Last week the Stormont administration said funding for the £100million project was now available and the proposed road scheme would progress pending the outcome of a public inquiry process.
If the results of the inquiry, held last June, give the green light for the scheme, then work on the nine-mile stretch of road, which it is estimated will cost in the region of between £110m and £120m, could begin as early as this April and take three years to complete.
Part of the new road will be built through Ballynure - dividing the village in two and forcing its residents into long diversions to get from one side of the place to the other.
Residents have pushed for Roads Minister Danny Kennedy to re-consider the scale of the project, which they see as “over-ambitous” and a “waste of money”.
Ballynure resident Nicholas Irwin said news of funding being made available for the project was met with “shock” and “disappointment” in the village.
He said: “It just defies logic, but that is something we are having to get used to very quickly.
“It will be three years this August since this all began and we are having to get used to these mad decisions.
He went on: “We are not against the road’s improvements.

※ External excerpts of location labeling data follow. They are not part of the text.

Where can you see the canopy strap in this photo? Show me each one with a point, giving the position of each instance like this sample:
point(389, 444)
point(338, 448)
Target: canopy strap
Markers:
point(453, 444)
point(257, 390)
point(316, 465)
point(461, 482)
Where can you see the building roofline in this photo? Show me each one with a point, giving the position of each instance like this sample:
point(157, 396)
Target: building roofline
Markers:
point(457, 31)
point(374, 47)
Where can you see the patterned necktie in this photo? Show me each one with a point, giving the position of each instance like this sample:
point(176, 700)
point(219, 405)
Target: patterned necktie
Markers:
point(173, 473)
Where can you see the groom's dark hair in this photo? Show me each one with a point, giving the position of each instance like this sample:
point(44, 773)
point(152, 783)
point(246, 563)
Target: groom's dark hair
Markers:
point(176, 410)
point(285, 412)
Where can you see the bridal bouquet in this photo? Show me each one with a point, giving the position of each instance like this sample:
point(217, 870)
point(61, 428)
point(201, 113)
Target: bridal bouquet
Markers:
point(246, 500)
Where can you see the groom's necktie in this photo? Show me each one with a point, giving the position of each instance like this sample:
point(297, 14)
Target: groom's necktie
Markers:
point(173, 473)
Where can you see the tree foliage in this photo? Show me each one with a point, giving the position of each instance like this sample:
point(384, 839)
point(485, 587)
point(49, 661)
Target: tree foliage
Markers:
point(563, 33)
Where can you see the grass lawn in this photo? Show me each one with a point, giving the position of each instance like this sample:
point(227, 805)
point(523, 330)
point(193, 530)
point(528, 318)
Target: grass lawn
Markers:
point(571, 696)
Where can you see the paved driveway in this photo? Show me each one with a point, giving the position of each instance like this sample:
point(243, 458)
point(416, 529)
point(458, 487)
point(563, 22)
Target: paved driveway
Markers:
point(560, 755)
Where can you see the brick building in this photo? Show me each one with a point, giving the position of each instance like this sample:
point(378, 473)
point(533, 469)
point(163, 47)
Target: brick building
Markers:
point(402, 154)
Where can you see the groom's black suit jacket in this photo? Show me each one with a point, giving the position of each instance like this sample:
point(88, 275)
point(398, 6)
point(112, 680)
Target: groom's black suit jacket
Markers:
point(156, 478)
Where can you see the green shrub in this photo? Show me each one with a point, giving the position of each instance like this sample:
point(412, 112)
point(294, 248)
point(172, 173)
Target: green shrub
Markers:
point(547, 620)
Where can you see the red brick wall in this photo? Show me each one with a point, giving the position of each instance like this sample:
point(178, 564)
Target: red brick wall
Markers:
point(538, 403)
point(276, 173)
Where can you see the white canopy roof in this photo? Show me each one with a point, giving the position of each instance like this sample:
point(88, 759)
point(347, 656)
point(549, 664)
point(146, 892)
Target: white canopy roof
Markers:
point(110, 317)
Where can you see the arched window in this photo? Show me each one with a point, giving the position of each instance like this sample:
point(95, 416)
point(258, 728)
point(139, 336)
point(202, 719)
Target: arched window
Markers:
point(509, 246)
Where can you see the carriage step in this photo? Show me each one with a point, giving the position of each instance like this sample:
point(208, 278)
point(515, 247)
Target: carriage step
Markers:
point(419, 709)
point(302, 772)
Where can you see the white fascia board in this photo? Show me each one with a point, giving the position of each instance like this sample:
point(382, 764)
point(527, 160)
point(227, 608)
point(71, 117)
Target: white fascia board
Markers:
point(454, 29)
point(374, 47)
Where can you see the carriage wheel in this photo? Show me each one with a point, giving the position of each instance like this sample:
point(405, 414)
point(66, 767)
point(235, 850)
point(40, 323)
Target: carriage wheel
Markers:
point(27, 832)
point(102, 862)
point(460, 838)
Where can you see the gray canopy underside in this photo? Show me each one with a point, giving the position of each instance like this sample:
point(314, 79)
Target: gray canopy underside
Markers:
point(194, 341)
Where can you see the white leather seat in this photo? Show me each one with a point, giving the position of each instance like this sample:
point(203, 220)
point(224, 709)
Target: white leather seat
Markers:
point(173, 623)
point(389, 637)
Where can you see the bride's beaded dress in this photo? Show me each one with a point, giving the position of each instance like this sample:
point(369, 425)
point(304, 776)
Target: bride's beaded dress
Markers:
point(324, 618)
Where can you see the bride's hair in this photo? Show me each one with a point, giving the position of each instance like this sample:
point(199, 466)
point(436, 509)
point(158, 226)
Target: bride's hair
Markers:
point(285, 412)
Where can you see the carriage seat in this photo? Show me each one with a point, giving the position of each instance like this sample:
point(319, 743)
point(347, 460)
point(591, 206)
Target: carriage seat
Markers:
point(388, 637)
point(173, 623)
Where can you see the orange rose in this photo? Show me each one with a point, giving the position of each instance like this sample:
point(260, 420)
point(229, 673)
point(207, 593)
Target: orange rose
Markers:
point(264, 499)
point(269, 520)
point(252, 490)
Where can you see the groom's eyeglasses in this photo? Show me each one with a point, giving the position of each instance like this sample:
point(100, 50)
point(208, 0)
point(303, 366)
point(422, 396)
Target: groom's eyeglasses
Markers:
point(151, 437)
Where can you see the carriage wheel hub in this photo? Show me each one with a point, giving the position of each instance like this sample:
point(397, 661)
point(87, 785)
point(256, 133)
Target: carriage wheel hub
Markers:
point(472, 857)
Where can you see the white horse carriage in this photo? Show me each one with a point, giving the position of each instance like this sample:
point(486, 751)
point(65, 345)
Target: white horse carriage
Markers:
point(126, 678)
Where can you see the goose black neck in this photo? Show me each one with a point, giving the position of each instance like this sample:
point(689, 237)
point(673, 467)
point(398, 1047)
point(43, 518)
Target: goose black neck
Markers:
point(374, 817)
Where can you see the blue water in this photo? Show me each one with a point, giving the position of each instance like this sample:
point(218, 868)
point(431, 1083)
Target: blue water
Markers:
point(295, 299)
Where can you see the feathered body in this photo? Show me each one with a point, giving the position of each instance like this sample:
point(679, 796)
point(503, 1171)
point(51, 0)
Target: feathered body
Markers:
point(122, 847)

“But to spend anywhere near £120m - or possibly even £150m - which it will likely cost in the end, on a road that has falling traffic numbers is madness.
“With sailings into Larne cut, the numbers of cars using the road are dropping every day - there is never bad traffic on the road, even at the busiest of times.
“There are much better and more deserving projects, and government departments that could do with this money - just look at the state of the health service for a start.
“Or the money could build an awful lot of social housing and put tradesmen into jobs.”
Nicholas continued: “We are in favour of improvements, work is needed there is no doubt. But to spend this amount of money tearing apart Ballynure just to save a couple of minutes driving time is ludicrous.”
In the coming weeks residents will be meeting with Transport Minister Danny Kennedy to outline their concerns.
Mr Irwin added: “We are not finished yet, we will continue the fight, this is by no means over. We have no choice, this is people’s homes, land, businesses and livelihoods which are at stake.
“And the impact on the whole environment on the entire Sixmile valley will be huge.
“It is not just about putting a line down a map, this is something people will have to live with for years and generations to come.
“The undeniable fact is that there is not the traffic to justify this massive amount of money.
“We would like an independent voice to come in on this matter and look at this objectively - we are just not convinced anyone could make this decision with all the facts available.”